In people without an indication for anticoagulation, rivaroxaban and apixaban may increase all-cause mortality after TAVR as compared to antiplatelet therapy (rivaroxaban: risk ratio (RR) 1.67, 95% confidence interval (CI) 1.13 to 2.46; studies = 1, participants = 1644; moderate-certainty evidence; apixaban: RR 1.71, 95% CI 0.97 to 3.02; studies = 1, participants = 1049; low-certainty evidence), while edoxaban may result in little or no difference (RR 1.59, 95% CI 0.27 to 9.36; studies = 1, participants = 229; low-certainty evidence). Low-certainty evidence suggests little or no difference between rivaroxaban, apixaban, or edoxaban and antiplatelet therapy in cardiovascular mortality (rivaroxaban: RR 1.28, 95% CI 0.78 to 2.10; studies = 1, participants = 1644; apixaban: RR 1.30, 95% CI 0.64 to 2.65; studies = 1, participants = 1049; edoxaban: RR 7.44, 95% CI 0.39 to 142.38; studies = 1, participants = 229) and between rivaroxaban or edoxaban and antiplatelets in stroke (rivaroxaban: RR 1.19, 95% CI 0.71 to 2.00; studies = 1, participants = 1644; edoxaban: RR 1.06, 95% CI 0.15 to 7.42; studies = 1, participants = 229). While rivaroxaban versus antiplatelets probably increases major bleeding after TAVR (RR 1.98, 95% CI 1.07 to 3.65; studies = 1, participants = 1644; moderate-certainty evidence), there may be little or no difference between apixaban and antiplatelet therapy (RR 1.07, 95% CI 0.70 to 1.64; studies = 1, participants = 1049; low-certainty evidence). It is unclear if edoxaban has an effect on major bleeding, although the point estimate suggests increased bleeding (versus antiplatelets: RR 2.13, 95% CI 0.54 to 8.30; studies = 1, participants = 229; low-certainty evidence).
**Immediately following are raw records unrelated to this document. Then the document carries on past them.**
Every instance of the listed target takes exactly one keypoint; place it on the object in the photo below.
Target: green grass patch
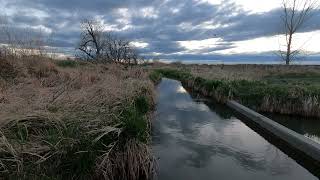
(288, 94)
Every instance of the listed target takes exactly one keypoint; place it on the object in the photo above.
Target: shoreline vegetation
(264, 88)
(74, 120)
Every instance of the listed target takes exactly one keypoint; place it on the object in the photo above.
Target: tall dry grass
(68, 122)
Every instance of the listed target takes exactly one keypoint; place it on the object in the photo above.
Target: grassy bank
(70, 120)
(288, 95)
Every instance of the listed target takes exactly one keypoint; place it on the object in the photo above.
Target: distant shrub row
(258, 95)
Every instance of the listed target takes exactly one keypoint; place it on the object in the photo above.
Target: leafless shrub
(295, 15)
(100, 46)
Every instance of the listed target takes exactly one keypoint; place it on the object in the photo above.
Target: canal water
(195, 141)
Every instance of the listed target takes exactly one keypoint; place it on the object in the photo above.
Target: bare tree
(92, 40)
(101, 46)
(295, 15)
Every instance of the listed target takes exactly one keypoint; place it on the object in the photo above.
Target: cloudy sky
(169, 29)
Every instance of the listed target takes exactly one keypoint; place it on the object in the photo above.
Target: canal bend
(193, 140)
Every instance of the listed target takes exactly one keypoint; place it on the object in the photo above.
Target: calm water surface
(309, 127)
(193, 141)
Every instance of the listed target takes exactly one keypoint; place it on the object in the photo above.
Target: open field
(71, 120)
(293, 90)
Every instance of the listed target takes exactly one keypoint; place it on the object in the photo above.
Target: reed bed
(289, 98)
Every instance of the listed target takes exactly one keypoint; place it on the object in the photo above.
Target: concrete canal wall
(297, 141)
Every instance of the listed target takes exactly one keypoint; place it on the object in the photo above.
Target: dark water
(193, 141)
(309, 127)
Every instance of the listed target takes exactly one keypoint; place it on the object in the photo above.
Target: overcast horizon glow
(169, 29)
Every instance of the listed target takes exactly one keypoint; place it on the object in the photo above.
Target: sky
(170, 29)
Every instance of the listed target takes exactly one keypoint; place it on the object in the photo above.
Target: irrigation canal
(197, 139)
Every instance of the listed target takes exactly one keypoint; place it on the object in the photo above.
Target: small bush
(67, 63)
(7, 70)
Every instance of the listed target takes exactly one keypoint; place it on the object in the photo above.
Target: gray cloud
(168, 22)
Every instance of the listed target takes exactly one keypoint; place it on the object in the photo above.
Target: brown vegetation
(73, 123)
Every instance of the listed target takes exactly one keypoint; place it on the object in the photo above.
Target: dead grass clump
(81, 113)
(39, 68)
(130, 162)
(7, 70)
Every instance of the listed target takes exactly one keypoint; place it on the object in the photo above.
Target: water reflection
(193, 141)
(309, 127)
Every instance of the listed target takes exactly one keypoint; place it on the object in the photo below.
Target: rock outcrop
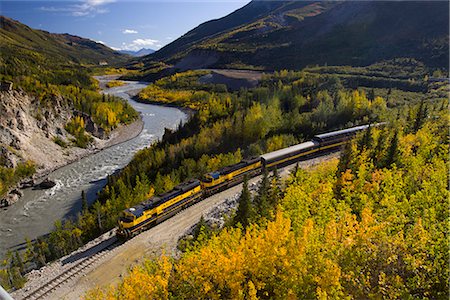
(29, 129)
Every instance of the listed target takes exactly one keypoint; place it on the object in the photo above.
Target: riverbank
(188, 111)
(37, 210)
(51, 160)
In people with an indication for anticoagulation, low-certainty evidence suggests apixaban or edoxaban may result in little to no difference in our predefined primary efficacy outcomes after TAVR when compared to VKA (all-cause mortality: apixaban: RR 1.02, 95% CI 0.59 to 1.77; studies = 1, participants = 451; edoxaban: RR 0.91, 95% CI 0.69 to 1.20; studies = 1, participants = 1426; cardiovascular mortality: apixaban: RR 1.43, 95% CI 0.76 to 2.70; studies = 1, participants = 451; edoxaban: RR 1.07, 95% CI 0.72 to 1.57; studies = 1, participants = 1426; stroke: apixaban: RR 1.28, 95% CI 0.35 to 4.70; studies = 1, participants = 451; edoxaban: RR 0.83, 95% CI 0.51 to 1.34; studies = 1, participants = 1426). While apixaban may result in a similar rate of bleeding as VKA in this population, edoxaban probably increases major bleeding after TAVR in people with an indication for anticoagulation (apixaban: RR 0.90, 95% CI 0.53 to 1.54; studies = 1, participants = 451; low-certainty evidence; edoxaban: RR 1.44, 95% CI 1.08 to 1.93; studies = 1, participants = 1426; moderate-certainty evidence).